Exploring Operational Definitions: Part I

An operational definition is a way to define a concept by the set of operations or procedures which are used to make a judgement with that concept. This idea, along with a philosophical thesis on meaning known as operationalism, was popularized by Percey Bridgman (see his The Logic of Modern Physics).

One example he liked to use is the concept of distance.

What is distance?

Suppose you were to ask this question and your interest in this question is an ontological one. One might try to place the concept of distance within the concept of space. Now I'm not sure what the ontological status of space is but I have to wonder if this would provide any insight.

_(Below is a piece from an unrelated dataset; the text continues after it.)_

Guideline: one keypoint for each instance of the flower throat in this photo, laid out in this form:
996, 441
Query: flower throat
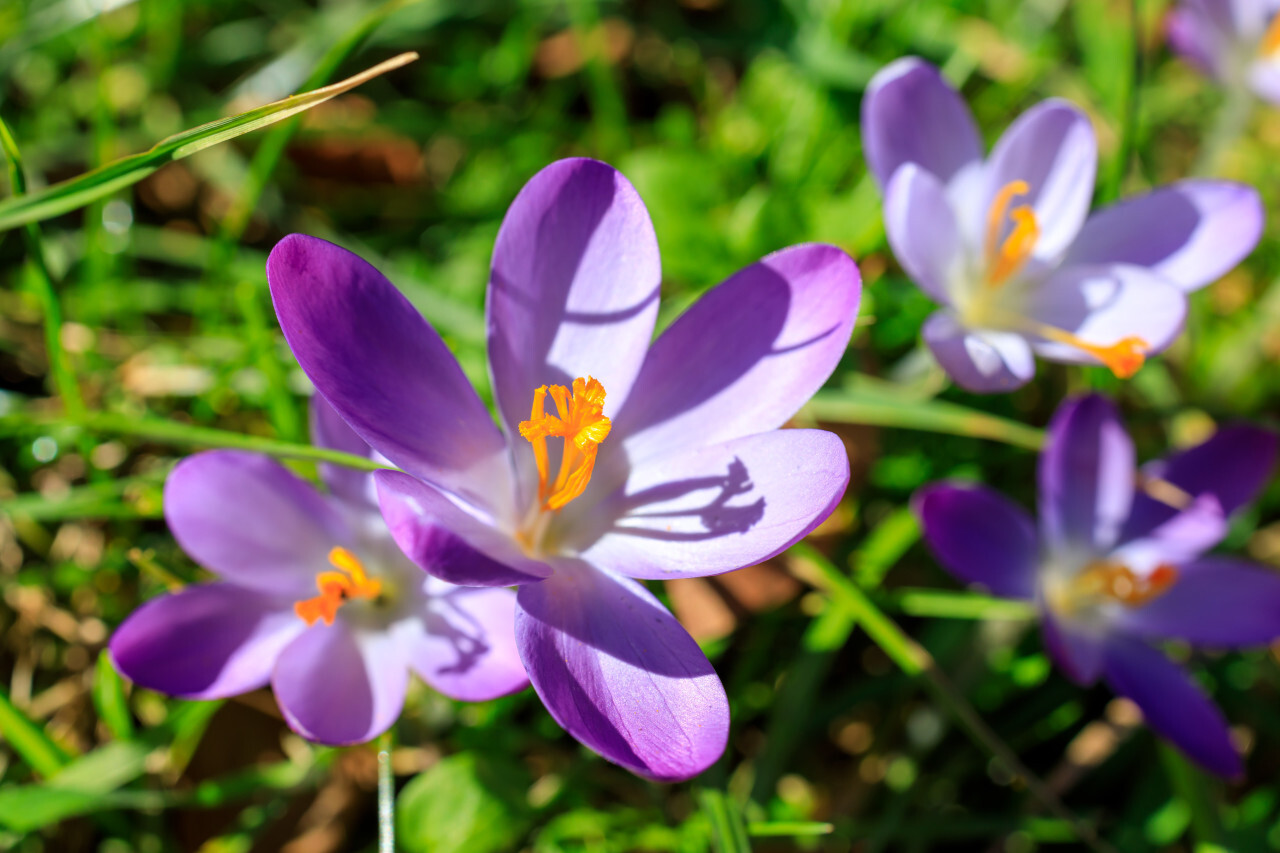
1005, 258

Mathematically speaking, each space has distinct metrics which ultimately measure distance. For example, Euclidean space is typically measured with a Pythagorean metric:
$$ds^2 = dx^2 + dy^2 + dz^2$$
But why should I measure it that way and not this way?
$$ds^2 = dx^2 + dy^2 + dz^2 - cdt^2$$
This is what distance looks like in Minkowski spacetime per special relativity (no acceleration, please!)

Regardless of the choice, that still doesn't tell me what it is that I'm measuring or how to measure the three components.

We might answer this with appeals to one's intuition regarding distance, but what is the basis for our intuition on distance? 

I would like to suggest that the bulk of our intuitions about distance stem from early experience with measuring distance. This takes us back to Bridgman's operational definitions.

So what is distance, operationally speaking?

Perhaps one of my earliest recollections of measuring distance as a child stems from measuring height. One question children often posed to one another is this: who is taller? A dispute may take place and there needs to be some way to resolve this dispute.

The generally accepted way to do so is as follows:

1) Have the two children stand on a flat, level surface.
2) Both children stand next to each other, back to back.
3) Then proceed to draw a line that is tangent to the top of one child's head across to where the other child's head is. This can be achieved using straight objects such as a ruler.

If the line is above the other child's head then the first child is taller; otherwise the other child is taller.

Now there's a lot that can go wrong in this sort of procedure. Is the surface the children are standing really flat and level? How can we know whether the line being drawn is even a straight line or is really tangent to the top of one child's head?

Ignoring the methodological difficulties in applying this (children probably have less difficulty in doing so than a philosopher), we can see that we've utilized an operational definition to determine which child is taller. These operations did not spell out how one might actually measure distance in the sense that we can associate the distance with a precise number.

We have, however, set up a set of normative procedures which we agree upon and accept as determining whether or not one child is taller.

Furthermore, these procedures can be generalized to determine whether or not any two objects are "taller" or "longer" than the other.

I posit, therefore, that operational procedures such as this example form the very basis for our "intuitions" about distance. The question then we might ask is this: Do we really need any other concept of distance except for these operational definitions?